18% of 150 is 27. One hundred fifty is one and a half centuries, so you can read the answer straight off 18% of 100 at 18 and add half again: 18 × 1.5 = 27. Equivalently, 18% of 50 is 9, and three fifties make a hundred fifty, so 9 × 3 = 27. For bracketing, 15% of 150 is 22.5 and 20% of 150 is 30, which pins 27 between a softer fifteen-percent slice and a full fifth of the total.
If the headline is 18% off £150, the markdown is £27 and the cash price after that discount alone is £123 before tax or delivery. If the line item is a fee on a hundred-fifty-pound gross, the 27 is what the percentage extracts from that gross—the remainder story only applies when the wording asks for “after eighteen percent,” not when it asks for the percentage itself.
Split the base as 100 + 50: eighteen percent of each part is 18 plus 9, which sums to 27 with no decimals left over. That decomposition mirrors how many people sketch one-fifty on paper—as a full hundred plus half of one hundred—so the mental check stays additive instead of decimal-heavy.
If £150 is reduced by 18%, the reduction is £27 and you pay £123 (before other charges).
Change either value below to solve another percentage-of-number question instantly.
Formula used: (percentage ÷ 100) × number
Step 1: Convert 18% → 0.18.
Step 2: Multiply: 0.18 × 150 = 27.
Full formula: (18 ÷ 100) × 150 = 27
Factor route: 150 × 18 = 2700, then divide by a hundred. The trailing zeros line up so the answer stays a whole number—helpful when you are checking a spreadsheet row by hand.

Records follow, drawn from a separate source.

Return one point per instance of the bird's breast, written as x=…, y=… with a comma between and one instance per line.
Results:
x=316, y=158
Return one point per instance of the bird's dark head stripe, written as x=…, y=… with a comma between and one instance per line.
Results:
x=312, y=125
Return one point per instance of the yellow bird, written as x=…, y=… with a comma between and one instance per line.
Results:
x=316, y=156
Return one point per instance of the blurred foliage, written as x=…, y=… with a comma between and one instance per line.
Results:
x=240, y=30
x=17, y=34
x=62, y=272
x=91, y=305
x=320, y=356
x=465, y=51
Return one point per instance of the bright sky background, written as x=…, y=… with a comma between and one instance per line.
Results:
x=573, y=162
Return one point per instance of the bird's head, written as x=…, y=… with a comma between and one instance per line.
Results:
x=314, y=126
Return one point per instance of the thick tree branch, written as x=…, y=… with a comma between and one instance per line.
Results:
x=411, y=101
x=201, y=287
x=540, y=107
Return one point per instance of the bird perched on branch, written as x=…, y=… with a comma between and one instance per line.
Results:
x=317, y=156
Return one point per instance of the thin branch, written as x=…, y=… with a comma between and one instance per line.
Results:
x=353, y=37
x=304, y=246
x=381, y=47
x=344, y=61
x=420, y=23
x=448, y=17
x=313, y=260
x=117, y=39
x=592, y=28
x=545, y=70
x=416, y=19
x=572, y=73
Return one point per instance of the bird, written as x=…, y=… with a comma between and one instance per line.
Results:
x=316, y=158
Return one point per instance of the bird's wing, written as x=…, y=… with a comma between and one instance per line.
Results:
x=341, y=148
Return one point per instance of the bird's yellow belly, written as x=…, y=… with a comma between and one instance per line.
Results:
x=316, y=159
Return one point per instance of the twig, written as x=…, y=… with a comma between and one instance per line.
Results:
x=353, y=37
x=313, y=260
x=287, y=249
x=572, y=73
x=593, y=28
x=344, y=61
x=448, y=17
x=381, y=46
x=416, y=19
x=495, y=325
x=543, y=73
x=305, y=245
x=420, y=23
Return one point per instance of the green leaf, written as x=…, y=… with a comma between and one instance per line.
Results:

One hundred fifty shares factors with eighteen in a friendly way: 150 × 18 = 2700, and shifting the decimal two places lands exactly on 27 with nothing left in the tenths column. Contrast that with 18% of 120 at 21.6, where the same rate on a nearby base keeps a fractional tail—useful when you are deciding whether a quote should come out “clean” in pounds.
Doubling the base to three hundred would double the slice to 54; halving to seventy-five would halve it to 13.5. The proportionality is the same eighteen-percent policy, just stretched or shrunk with the gross.
Split 18% into 10% + 5% + 3%:
Or reuse the hundred-plus-fifty idea: 18 + 9 = 27. Either path avoids juggling more than one decimal at a time if you add the 7.5 and 4.5 as complementary halves around five.
Example 1: Eighteen percent off a £150 jacket
The saving is £27 and the reduced price is £123 if nothing else is applied.
Example 2: Platform fee on a £150 payout
An eighteen-percent deduction takes £27, leaving £123 before other withholdings, assuming one fifty is the gross shown.
Example 3: Allocating 18% of a £150 weekly budget
The carve-out is £27 and £123 remains for the rest of the week if the cap stays at one fifty.
Example 4: Comparing to two hundred
On 18% of 200 the share is 36—exactly 4/3 of twenty-seven because 200 is four thirds of 150.
18% of 150 is 27.
Multiply 150 by 0.18, or add 18% of 100 (18) to 18% of 50 (9) to get 27.
18% off 150 is a reduction of 27, leaving 123.